As I got into middle school we moved to Rhode Island and I was put into a self-contained class, where I was with only four or five other special needs kids for all my classes (and we had only 1-2 special ed teachers all day), with the exception of electives like gym and music, etc. I actually found this environment LESS helpful than being in a mainstreamed class. This class had kids of many different levels in one room and I found that it made learning difficult because the teacher had to find a way to teach lessons that kids at very different levels could try to understand. It was nearly impossible trying to tailor a lesson so that sixth graders, eight graders and so on could all get the lessons. Eventually within a year or two I breezed through the curriculum of the self-contained class which was woefully out of date and they had no choice but to mainstream me. At this point is where things got very difficult for me, because the mainstreamed class was taught at grade level, but the special ed class was not so there was a bit of a gap between the two and I had a lot of catching up to do, with almost no support. It was jarring, scary and not well planned. I had a couple resource periods each week, but that wasn’t enough and the social aspect was scary as well.

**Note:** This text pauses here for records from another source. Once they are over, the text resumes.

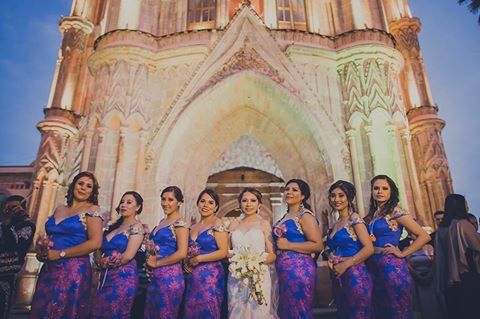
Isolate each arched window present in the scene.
[188,0,217,29]
[277,0,307,30]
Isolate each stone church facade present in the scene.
[16,0,452,310]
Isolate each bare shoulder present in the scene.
[213,217,225,227]
[87,205,100,213]
[228,219,240,232]
[260,219,272,231]
[53,205,70,215]
[300,210,317,223]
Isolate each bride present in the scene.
[227,188,278,319]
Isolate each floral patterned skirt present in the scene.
[30,256,92,319]
[145,263,185,319]
[333,263,373,319]
[275,251,316,319]
[92,260,138,319]
[184,261,225,319]
[370,254,413,319]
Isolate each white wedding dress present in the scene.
[227,227,278,319]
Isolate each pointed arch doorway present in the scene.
[207,167,285,223]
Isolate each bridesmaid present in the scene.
[30,172,102,319]
[184,189,228,319]
[368,175,430,319]
[92,191,144,319]
[145,186,188,319]
[274,179,323,319]
[327,180,373,319]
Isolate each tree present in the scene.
[457,0,480,24]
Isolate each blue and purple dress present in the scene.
[274,209,317,319]
[327,218,373,319]
[369,208,413,319]
[92,224,143,319]
[30,212,102,319]
[145,220,185,319]
[184,226,226,319]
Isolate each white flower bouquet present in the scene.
[228,245,268,305]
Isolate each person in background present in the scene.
[428,210,445,247]
[274,179,323,319]
[467,213,478,232]
[91,191,144,319]
[433,210,445,227]
[434,194,480,319]
[367,175,430,319]
[0,195,35,319]
[144,186,189,319]
[30,172,103,319]
[327,180,373,319]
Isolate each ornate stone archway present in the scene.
[147,71,348,228]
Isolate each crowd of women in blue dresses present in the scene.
[30,172,436,319]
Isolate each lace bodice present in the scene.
[232,227,266,251]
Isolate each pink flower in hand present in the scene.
[273,224,287,238]
[145,239,160,256]
[187,242,200,258]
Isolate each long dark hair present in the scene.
[328,180,357,213]
[285,178,312,210]
[439,194,468,227]
[366,175,400,221]
[237,187,262,206]
[105,191,143,234]
[65,172,100,207]
[160,186,183,203]
[197,188,220,213]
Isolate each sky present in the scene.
[0,0,480,216]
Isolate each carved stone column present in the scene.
[30,108,77,234]
[390,17,433,109]
[401,129,433,224]
[49,17,93,110]
[347,130,366,217]
[408,106,453,225]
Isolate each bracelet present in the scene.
[352,256,357,266]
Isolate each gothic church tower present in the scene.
[18,0,452,310]
[30,0,452,242]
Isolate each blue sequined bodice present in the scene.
[150,221,185,258]
[189,227,218,255]
[102,232,128,256]
[327,226,362,257]
[369,210,407,248]
[45,214,88,250]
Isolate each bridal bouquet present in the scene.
[273,223,287,238]
[37,234,53,271]
[145,239,160,256]
[37,235,53,254]
[228,246,268,305]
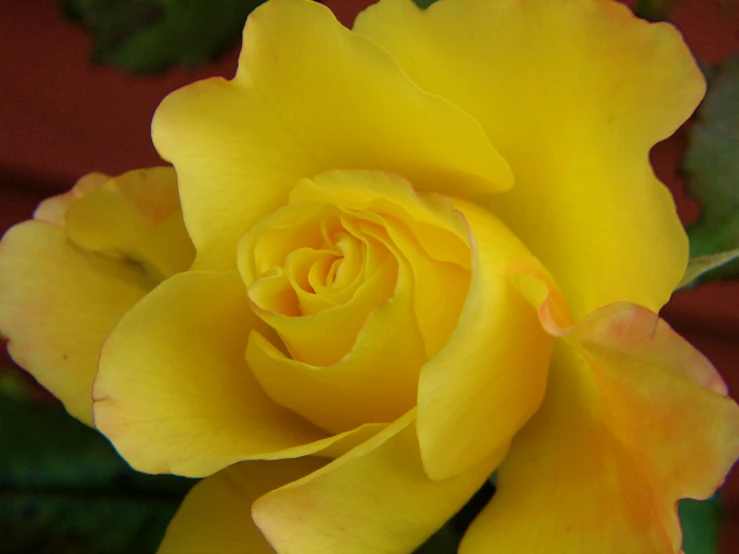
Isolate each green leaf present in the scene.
[61,0,263,74]
[677,248,739,289]
[679,496,722,554]
[634,0,677,21]
[682,57,739,277]
[0,390,193,554]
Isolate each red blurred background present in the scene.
[0,0,739,554]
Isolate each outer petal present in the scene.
[460,304,739,554]
[93,271,388,477]
[153,0,511,268]
[157,457,326,554]
[0,168,194,425]
[355,0,705,319]
[253,412,494,554]
[64,167,195,279]
[0,221,156,425]
[418,200,552,479]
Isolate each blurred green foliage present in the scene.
[0,377,193,554]
[679,497,722,554]
[61,0,263,74]
[682,57,739,277]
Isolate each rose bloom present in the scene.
[0,0,739,554]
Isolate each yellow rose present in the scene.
[0,0,739,554]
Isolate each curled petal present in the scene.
[0,221,156,425]
[94,271,384,477]
[253,411,494,554]
[157,457,326,554]
[0,168,194,425]
[418,200,552,479]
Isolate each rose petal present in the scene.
[460,304,739,554]
[354,0,705,320]
[418,200,552,479]
[0,168,194,425]
[153,0,512,269]
[253,412,494,554]
[65,167,195,279]
[0,221,156,425]
[157,457,326,554]
[94,271,384,477]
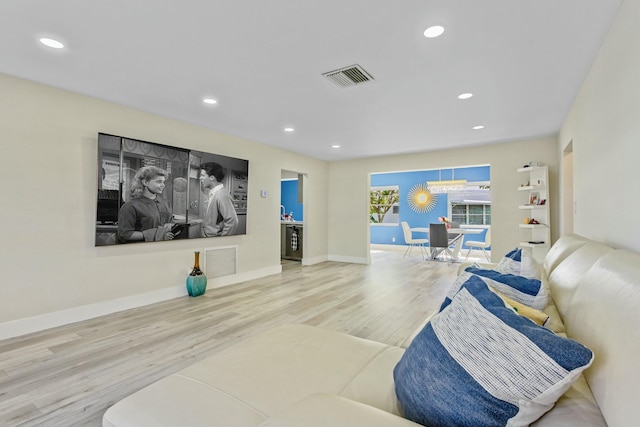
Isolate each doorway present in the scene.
[279,170,307,265]
[560,140,577,235]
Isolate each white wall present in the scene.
[558,1,640,252]
[0,74,328,338]
[329,137,558,263]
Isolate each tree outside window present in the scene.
[451,203,491,225]
[369,186,400,224]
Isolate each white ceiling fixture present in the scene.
[40,37,64,49]
[0,0,622,161]
[322,64,373,87]
[424,25,444,39]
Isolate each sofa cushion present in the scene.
[394,276,593,427]
[440,267,548,310]
[496,292,549,326]
[260,393,420,427]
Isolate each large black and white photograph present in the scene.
[95,133,249,246]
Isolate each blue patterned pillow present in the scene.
[495,248,540,279]
[440,267,548,310]
[393,277,593,427]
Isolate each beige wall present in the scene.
[0,74,328,338]
[329,137,558,262]
[558,1,640,252]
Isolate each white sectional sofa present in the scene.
[103,235,640,427]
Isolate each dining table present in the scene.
[411,227,485,262]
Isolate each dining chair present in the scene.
[400,221,429,261]
[464,227,491,262]
[429,224,454,262]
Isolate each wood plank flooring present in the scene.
[0,251,458,427]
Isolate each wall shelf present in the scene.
[518,205,547,209]
[517,166,551,263]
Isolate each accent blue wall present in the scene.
[280,179,303,221]
[370,166,491,245]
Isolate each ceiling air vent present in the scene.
[322,64,373,87]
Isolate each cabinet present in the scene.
[518,166,551,262]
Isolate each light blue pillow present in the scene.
[495,248,540,279]
[393,276,593,427]
[440,267,548,310]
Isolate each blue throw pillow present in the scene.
[440,267,548,310]
[393,276,593,427]
[495,248,540,279]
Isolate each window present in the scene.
[451,203,491,225]
[369,185,400,225]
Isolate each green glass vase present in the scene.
[187,252,207,297]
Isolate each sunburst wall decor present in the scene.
[407,184,438,213]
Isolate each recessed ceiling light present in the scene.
[424,25,444,39]
[40,37,64,49]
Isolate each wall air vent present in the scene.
[322,64,373,87]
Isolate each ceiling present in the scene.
[0,0,621,161]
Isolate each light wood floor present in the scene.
[0,251,457,427]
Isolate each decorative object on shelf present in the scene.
[427,169,467,194]
[438,216,451,228]
[187,251,207,297]
[407,184,438,213]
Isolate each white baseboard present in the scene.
[329,255,370,264]
[0,265,282,340]
[302,255,329,265]
[207,264,282,288]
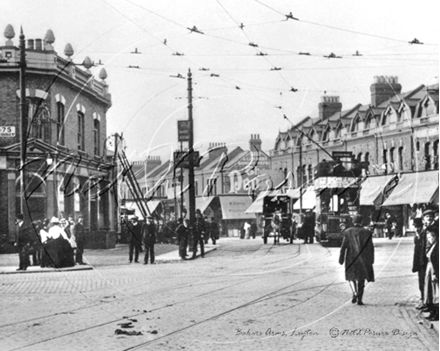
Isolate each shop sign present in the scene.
[0,126,15,138]
[315,177,358,190]
[177,121,190,142]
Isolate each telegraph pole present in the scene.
[20,27,27,214]
[188,69,196,242]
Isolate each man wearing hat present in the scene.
[192,210,206,259]
[339,215,374,305]
[72,215,86,264]
[143,216,157,264]
[416,209,434,312]
[128,216,144,263]
[412,218,426,309]
[15,213,31,271]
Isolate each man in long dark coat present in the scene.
[128,216,144,263]
[72,215,86,264]
[192,210,206,259]
[412,218,426,309]
[176,218,189,260]
[339,215,374,305]
[417,209,434,312]
[15,213,31,271]
[143,217,157,264]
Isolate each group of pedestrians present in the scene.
[176,210,220,260]
[128,216,157,264]
[412,210,439,321]
[339,215,375,305]
[15,213,86,271]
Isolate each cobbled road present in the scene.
[0,238,438,351]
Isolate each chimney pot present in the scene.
[27,39,34,50]
[35,39,43,51]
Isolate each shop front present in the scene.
[219,195,257,237]
[382,170,439,235]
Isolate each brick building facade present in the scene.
[0,25,115,242]
[271,77,439,187]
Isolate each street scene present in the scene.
[0,0,440,351]
[0,238,438,350]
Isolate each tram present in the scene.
[263,194,294,244]
[314,159,365,246]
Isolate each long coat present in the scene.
[128,222,145,247]
[339,226,374,282]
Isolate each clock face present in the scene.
[105,135,115,151]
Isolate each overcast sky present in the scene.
[0,0,439,159]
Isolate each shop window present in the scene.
[78,112,85,151]
[434,140,439,169]
[425,143,431,171]
[93,119,101,155]
[57,102,65,145]
[398,147,403,171]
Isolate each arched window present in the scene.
[425,143,431,171]
[397,146,403,171]
[93,118,101,155]
[390,147,396,172]
[382,150,388,174]
[434,140,439,169]
[29,99,51,143]
[365,115,377,129]
[364,152,370,162]
[78,111,85,151]
[307,165,313,185]
[322,128,330,142]
[57,102,65,145]
[351,117,362,133]
[336,125,344,139]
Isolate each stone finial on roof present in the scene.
[44,29,55,45]
[83,56,93,70]
[64,44,74,58]
[4,24,15,46]
[99,68,108,80]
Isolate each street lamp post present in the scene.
[188,70,196,242]
[20,28,27,214]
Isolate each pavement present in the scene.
[0,238,439,351]
[0,245,218,274]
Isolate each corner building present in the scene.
[0,25,115,239]
[270,76,439,232]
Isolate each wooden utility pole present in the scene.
[188,69,196,242]
[20,27,28,215]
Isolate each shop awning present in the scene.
[220,195,255,220]
[293,186,316,210]
[246,188,300,213]
[382,171,438,206]
[125,200,161,218]
[196,196,215,213]
[245,193,266,213]
[286,188,301,199]
[359,175,393,206]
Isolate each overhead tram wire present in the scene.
[102,0,199,69]
[254,0,439,46]
[215,0,291,87]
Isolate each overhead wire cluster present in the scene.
[97,0,438,132]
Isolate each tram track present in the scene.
[2,243,334,351]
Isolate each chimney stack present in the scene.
[27,39,34,50]
[318,96,342,121]
[35,39,43,51]
[249,134,263,151]
[370,76,402,107]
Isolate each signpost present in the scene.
[177,120,190,142]
[174,151,200,168]
[0,126,15,138]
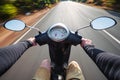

So my advice is maybe talk to your kids and ask them how they feel about school, if they like the environment, are they feeling comfortable, you might learn that they have a lot of feelings or ideas you didn’t know about. Being included is important, but it’s possible that they enjoy being brought out for separate instruction sometimes. Best of luck. Not sure if any of this is helpful at all, I realize every kid is different and the standards may be different than when I was in school.